Benchmarks 2: Tile Generation Benchmarks across Data Formats

Explanation

This page shared results from benchmarking the performance of tiling CMIP6 data stored as COG, NetCDF and Zarr.

The intention is to understand the performance tradeoff between these data formats. These results should not be considered conclusive as additional library and caching improvements may be made in the future.

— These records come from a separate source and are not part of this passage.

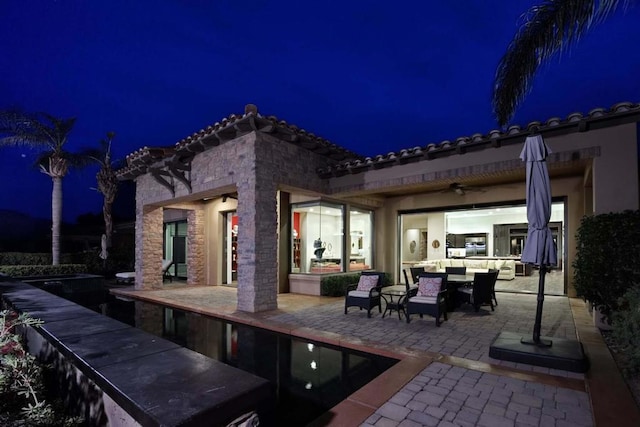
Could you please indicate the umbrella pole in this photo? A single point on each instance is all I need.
(536, 326)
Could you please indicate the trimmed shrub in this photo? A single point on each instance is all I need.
(18, 271)
(28, 258)
(626, 328)
(606, 263)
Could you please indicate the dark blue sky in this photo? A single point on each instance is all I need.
(368, 75)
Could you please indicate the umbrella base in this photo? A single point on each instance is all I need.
(563, 354)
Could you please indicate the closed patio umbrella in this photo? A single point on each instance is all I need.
(540, 248)
(103, 248)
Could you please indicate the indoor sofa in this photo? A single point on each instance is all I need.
(507, 267)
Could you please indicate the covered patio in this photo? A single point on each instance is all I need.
(445, 374)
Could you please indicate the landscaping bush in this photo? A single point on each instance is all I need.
(24, 399)
(18, 271)
(28, 258)
(606, 263)
(626, 328)
(336, 285)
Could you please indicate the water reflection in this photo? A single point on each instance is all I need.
(307, 378)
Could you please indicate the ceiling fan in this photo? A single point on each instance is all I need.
(462, 189)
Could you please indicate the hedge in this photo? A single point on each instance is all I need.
(18, 271)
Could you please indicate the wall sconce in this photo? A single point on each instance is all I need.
(228, 196)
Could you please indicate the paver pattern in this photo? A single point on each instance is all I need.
(444, 394)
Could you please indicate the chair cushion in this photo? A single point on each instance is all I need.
(361, 294)
(424, 300)
(366, 283)
(429, 286)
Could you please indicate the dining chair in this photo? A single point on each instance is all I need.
(430, 297)
(480, 293)
(406, 276)
(456, 270)
(366, 293)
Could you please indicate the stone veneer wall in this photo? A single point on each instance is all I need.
(148, 247)
(255, 165)
(195, 246)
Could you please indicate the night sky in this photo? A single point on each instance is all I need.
(368, 75)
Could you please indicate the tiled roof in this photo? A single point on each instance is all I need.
(348, 162)
(229, 128)
(574, 122)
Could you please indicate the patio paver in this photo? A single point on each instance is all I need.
(447, 375)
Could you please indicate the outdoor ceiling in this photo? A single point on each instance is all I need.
(556, 170)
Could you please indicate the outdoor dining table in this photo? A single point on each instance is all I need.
(399, 291)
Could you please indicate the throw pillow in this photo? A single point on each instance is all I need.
(366, 283)
(429, 286)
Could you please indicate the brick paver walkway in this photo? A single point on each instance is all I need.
(462, 386)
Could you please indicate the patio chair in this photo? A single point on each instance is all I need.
(456, 270)
(166, 274)
(430, 297)
(480, 293)
(496, 272)
(415, 273)
(366, 293)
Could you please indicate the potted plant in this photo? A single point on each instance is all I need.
(606, 263)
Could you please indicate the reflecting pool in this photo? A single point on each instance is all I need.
(308, 378)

In order to tile the NetCDF, we use a kerchunk reference file. You are able to use the ZarrReader with NetCDF files without a kerchunk reference file, however you cannot read more than file at once which makes it incomparable with the pgSTAC+COG and Zarr methods.

Dataset Generation

The test datasets produced and benchmarked are:

  1. Cloud-Optimized GeoTiffs (COGs): Tiles are produced using the publicly available CMIP6 COGs in the s3://nex-gddp-cmip6-cog/ bucket. The metadata generation is documented in 01-cmip6-cog-tile-server-benchmarks.ipynb.
  2. kerchunk + netCDF: Tiles are produced using a kerchunk reference file generated for the NetCDF files stored in the s3://nex-gddp-cmip6 bucket. The code to produce the kerchunk reference is in the tile-benchmarking repo: 01-generate-datasets/generate-cmip6-kerchunk.ipynb.
  3. Zarr: Tiles are produced using a zarr store with the same chunking configuration and the underlying NetCDFs. The code to produce the zarr store is in the tile-benchmarking repo: 01-generate-datasets/generate-cmip6-zarr.ipynb.

Tests

Tests were run via the tile-benchmarking/02-run-tests/02-cog-kerchunk-zarr.ipynb notebook.

import pandas as pd
import hvplot.pandas
import holoviews as hv
pd.options.plotting.backend = 'holoviews'
import warnings
warnings.filterwarnings('ignore')
git_url_path = "https://raw.githubusercontent.com/developmentseed/tile-benchmarking/main/02-run-tests/results-csvs/"
df = pd.read_csv(f"{git_url_path}/02-cog-kerchunk-zarr-results.csv")
zooms = range(6)
cmap = ["#E1BE6A", "#40B0A6", "#0C7BDC"]
plt_opts = {"width": 300, "height": 250}

plts = []

for zoom_level in zooms:
    df_level = df[df["zoom"] == zoom_level]
    plts.append(
        df_level.hvplot.box(
            y="time",
            by=["data_format"],
            c="data_format",
            cmap=cmap,
            ylabel="Time to render (ms)",
            xlabel="Data Format",
            legend=False,
            title=f"Zoom level {zoom_level}",
        ).opts(**plt_opts)
    )

hv.Layout(plts).cols(2)

Interpretation of the Results

  • Tiling COGs performs better than tiling Zarr or the kerchunk reference, at all zoom levels.
  • The performance of the kerchunk reference is better than the Zarr store. It is important to consider this is because the NetCDF files’ chunks are the same. Even though 365 time steps (days) are stored in each NetCDF file, it is chunked by day.